Voice systems are certainly the future, but many people want to make their call from a public area and don’t want to be heard selecting menu options by voice. They may also need to call from a noisy or crowded area or have a strong accent which confuses the voice-activated system. Moreover, it is inevitable that you can’t describe everything you need in one or two words. The system can get confused and send you to the wrong place. It is already difficult enough with the touchtone method. Finally, some topics are just private and you’d like to keep it that way. Give us options!
- Space the messages that apologize for the wait to at least a minute… or more.
Getting these message every 15 or 30 seconds is extremely irritating.
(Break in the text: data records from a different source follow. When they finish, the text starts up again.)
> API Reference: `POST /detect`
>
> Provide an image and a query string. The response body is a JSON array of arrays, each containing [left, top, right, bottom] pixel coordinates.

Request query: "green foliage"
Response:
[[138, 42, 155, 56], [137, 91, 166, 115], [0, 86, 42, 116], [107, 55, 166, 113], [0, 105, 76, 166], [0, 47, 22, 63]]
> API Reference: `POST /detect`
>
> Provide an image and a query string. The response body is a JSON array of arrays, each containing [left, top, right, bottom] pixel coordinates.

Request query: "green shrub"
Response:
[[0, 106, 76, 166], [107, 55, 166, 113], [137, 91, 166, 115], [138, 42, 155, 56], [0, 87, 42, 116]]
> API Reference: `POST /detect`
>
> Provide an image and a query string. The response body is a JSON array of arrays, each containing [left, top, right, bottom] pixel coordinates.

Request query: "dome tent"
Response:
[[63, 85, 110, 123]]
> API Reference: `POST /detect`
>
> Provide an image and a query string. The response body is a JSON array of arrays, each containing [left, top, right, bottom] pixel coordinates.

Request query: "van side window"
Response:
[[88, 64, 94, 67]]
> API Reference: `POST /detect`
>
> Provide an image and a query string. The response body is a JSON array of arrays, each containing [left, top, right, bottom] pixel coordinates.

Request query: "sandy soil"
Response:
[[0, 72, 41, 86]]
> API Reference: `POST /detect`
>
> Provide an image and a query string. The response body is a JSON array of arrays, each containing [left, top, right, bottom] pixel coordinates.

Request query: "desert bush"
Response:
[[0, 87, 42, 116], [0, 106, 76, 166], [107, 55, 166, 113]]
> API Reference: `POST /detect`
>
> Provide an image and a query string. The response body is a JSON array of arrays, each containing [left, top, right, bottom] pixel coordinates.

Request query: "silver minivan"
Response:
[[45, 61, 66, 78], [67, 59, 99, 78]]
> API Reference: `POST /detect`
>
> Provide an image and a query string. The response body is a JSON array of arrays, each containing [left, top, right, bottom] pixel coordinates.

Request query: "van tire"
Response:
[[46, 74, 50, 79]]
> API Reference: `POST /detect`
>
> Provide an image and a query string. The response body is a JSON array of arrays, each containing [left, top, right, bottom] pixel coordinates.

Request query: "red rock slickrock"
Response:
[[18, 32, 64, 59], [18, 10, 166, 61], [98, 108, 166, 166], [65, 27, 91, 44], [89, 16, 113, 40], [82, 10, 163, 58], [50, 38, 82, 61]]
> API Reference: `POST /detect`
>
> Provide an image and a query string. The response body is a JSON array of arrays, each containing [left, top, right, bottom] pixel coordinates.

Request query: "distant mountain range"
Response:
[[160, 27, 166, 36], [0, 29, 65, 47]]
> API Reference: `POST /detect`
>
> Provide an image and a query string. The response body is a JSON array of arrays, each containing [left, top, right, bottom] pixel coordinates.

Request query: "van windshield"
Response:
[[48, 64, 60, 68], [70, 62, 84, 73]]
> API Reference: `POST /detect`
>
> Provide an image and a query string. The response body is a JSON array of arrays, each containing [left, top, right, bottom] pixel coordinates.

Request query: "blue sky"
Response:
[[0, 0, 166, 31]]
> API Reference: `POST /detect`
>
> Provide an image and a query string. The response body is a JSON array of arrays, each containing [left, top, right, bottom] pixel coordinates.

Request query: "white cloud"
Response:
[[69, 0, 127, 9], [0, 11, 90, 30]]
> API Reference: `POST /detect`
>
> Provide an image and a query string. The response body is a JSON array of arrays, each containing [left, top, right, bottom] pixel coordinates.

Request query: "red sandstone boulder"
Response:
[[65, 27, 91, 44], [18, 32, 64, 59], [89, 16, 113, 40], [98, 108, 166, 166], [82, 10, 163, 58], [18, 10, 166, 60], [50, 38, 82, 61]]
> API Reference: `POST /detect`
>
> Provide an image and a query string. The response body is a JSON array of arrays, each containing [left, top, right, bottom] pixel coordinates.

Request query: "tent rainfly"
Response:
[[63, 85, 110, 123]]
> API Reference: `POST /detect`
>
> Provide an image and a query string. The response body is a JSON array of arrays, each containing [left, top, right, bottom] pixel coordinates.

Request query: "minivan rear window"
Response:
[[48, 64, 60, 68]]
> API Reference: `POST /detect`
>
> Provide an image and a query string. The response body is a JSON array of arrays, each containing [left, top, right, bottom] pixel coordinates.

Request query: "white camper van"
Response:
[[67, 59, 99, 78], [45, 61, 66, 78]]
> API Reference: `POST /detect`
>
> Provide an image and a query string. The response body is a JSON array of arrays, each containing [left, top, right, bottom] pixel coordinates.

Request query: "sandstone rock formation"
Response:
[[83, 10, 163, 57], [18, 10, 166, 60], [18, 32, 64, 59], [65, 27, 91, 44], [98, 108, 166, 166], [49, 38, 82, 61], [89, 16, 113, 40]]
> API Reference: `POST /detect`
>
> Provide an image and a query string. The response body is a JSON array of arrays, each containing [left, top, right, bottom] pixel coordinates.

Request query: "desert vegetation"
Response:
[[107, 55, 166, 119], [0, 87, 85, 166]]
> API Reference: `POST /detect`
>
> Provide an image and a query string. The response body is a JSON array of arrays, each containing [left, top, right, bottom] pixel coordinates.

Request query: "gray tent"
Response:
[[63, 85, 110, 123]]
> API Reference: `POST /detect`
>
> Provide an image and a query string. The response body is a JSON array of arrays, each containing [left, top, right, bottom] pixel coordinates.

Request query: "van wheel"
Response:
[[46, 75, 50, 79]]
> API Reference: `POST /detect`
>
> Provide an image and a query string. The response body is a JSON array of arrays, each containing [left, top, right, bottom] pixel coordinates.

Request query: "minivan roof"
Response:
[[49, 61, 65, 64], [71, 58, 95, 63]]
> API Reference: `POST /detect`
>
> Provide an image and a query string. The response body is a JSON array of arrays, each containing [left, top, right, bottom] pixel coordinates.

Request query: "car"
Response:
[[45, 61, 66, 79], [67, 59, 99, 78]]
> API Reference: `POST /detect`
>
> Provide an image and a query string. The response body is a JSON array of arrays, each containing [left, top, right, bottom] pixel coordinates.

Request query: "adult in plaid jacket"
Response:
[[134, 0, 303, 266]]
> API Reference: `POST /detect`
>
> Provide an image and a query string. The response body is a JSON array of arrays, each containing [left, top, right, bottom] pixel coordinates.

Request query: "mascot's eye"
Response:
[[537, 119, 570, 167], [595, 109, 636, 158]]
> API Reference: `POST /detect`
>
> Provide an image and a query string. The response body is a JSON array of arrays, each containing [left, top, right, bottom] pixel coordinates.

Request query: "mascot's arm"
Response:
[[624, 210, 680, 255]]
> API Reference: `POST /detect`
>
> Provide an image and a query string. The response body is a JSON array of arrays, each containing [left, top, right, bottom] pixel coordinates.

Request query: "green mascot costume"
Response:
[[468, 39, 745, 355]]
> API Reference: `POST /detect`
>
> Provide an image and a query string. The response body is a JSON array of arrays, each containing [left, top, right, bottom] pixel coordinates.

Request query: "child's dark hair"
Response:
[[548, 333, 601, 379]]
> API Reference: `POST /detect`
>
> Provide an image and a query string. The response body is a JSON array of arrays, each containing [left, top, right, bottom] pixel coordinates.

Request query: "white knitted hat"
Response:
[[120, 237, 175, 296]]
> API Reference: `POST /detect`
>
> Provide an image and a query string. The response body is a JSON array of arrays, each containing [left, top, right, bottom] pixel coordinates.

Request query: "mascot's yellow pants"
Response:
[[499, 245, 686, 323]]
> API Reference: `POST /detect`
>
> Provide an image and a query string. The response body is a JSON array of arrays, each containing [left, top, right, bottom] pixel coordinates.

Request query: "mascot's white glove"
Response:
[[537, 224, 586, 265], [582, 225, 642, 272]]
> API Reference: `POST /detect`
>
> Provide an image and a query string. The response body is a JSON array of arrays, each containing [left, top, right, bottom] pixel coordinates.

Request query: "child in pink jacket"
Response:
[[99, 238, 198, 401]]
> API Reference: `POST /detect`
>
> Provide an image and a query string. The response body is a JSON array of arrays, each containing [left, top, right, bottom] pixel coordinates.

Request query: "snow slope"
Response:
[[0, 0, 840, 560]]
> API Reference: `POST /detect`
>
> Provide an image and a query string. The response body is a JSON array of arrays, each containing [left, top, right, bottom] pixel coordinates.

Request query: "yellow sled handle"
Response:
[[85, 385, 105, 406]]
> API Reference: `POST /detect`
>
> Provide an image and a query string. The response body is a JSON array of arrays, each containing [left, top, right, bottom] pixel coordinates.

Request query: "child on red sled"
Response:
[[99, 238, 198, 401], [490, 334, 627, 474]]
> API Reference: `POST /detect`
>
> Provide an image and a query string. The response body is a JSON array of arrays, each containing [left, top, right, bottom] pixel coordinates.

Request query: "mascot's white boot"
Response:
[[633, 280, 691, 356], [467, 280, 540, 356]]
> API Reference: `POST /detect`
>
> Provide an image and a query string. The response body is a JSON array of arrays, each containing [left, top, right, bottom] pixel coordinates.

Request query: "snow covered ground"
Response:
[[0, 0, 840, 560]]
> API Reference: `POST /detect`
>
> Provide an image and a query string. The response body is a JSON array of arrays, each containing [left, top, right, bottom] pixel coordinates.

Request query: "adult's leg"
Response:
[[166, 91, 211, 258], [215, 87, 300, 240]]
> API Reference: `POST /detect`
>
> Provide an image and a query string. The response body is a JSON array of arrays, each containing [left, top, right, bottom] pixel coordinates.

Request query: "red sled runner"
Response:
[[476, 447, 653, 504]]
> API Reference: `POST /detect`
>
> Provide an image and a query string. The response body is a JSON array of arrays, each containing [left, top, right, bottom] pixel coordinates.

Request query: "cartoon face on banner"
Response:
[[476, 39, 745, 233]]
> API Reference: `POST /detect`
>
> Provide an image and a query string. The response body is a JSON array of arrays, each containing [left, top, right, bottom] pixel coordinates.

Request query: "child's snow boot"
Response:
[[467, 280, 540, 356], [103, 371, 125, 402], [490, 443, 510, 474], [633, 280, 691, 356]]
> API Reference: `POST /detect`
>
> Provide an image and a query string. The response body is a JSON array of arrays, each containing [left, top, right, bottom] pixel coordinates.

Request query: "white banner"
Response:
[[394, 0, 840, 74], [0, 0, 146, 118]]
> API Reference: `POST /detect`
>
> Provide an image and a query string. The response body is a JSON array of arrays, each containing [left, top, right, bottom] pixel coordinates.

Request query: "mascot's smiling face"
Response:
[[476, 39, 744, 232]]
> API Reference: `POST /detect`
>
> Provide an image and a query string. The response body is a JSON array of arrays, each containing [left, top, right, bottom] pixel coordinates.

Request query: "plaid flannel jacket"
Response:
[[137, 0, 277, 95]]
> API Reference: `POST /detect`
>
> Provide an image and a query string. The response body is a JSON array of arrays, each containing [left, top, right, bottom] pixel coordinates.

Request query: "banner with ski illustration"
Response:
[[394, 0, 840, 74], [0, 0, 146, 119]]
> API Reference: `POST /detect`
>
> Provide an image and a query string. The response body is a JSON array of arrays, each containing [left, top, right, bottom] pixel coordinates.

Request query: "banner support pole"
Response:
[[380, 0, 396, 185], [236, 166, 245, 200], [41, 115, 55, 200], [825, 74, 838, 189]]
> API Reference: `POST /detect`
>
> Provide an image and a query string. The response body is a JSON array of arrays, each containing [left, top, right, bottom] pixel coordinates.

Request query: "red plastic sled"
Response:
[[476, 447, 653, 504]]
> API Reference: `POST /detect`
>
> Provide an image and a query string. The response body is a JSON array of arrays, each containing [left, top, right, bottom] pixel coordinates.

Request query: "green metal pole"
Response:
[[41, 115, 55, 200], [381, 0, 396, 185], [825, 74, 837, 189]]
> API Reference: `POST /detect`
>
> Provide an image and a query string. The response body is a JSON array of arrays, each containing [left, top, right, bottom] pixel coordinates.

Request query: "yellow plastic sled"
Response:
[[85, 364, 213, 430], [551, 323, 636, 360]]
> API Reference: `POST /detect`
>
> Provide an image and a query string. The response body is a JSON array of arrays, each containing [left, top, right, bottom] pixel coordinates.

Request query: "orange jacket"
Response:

Of course, the biggest purpose of these messages is to reassure you that you are still connected. Providing music or some useful information can fill the silence instead, but even keep that to a minimum. Callers don’t like repetitive, useless information. It only reminds them of their impatience. You can combine this tip with tip #2 and include messages that update you on your wait time. Don’t do it too often, but when you do, tell the caller something that adds value.
- Pushing call volume and short average call times ruins things for everyone.
There are many hazards when you run a Call Center like this. First, the agents get burnt out quickly. Most agents want to do quality work and enjoy helping customers. Let them do it! Second, customers feel rushed and may not get all their questions answered. They may also feel like the agent is robotic, dependent on scripts, and fails to think outside the box. (Thinking out of the box takes time!)
For agents, answering 100 calls a day (or more) takes its toll. Whether management agrees with it or not, they are pushing an incentive to treat calls as a liability to the company that must be extinguished. The agents don’t feel valued by their company and they don’t get to serve the customer as much as they’d like. Yes, a Call Center is operating expense and overhead. Trust me, I know all about this. Yet, it is also where the company gets exposed to the customer more than anywhere else. Give the agents the opportunity
Mastering these eight tips, your Call Center can produce great success. Clearly, these eight are only a slice of the many other practices and processes needed to implement a viable Call Center. Consider these the icing on the cake and the key differentiators from the competition. You will gain happy customers and keep talented and helpful service agents. Good luck!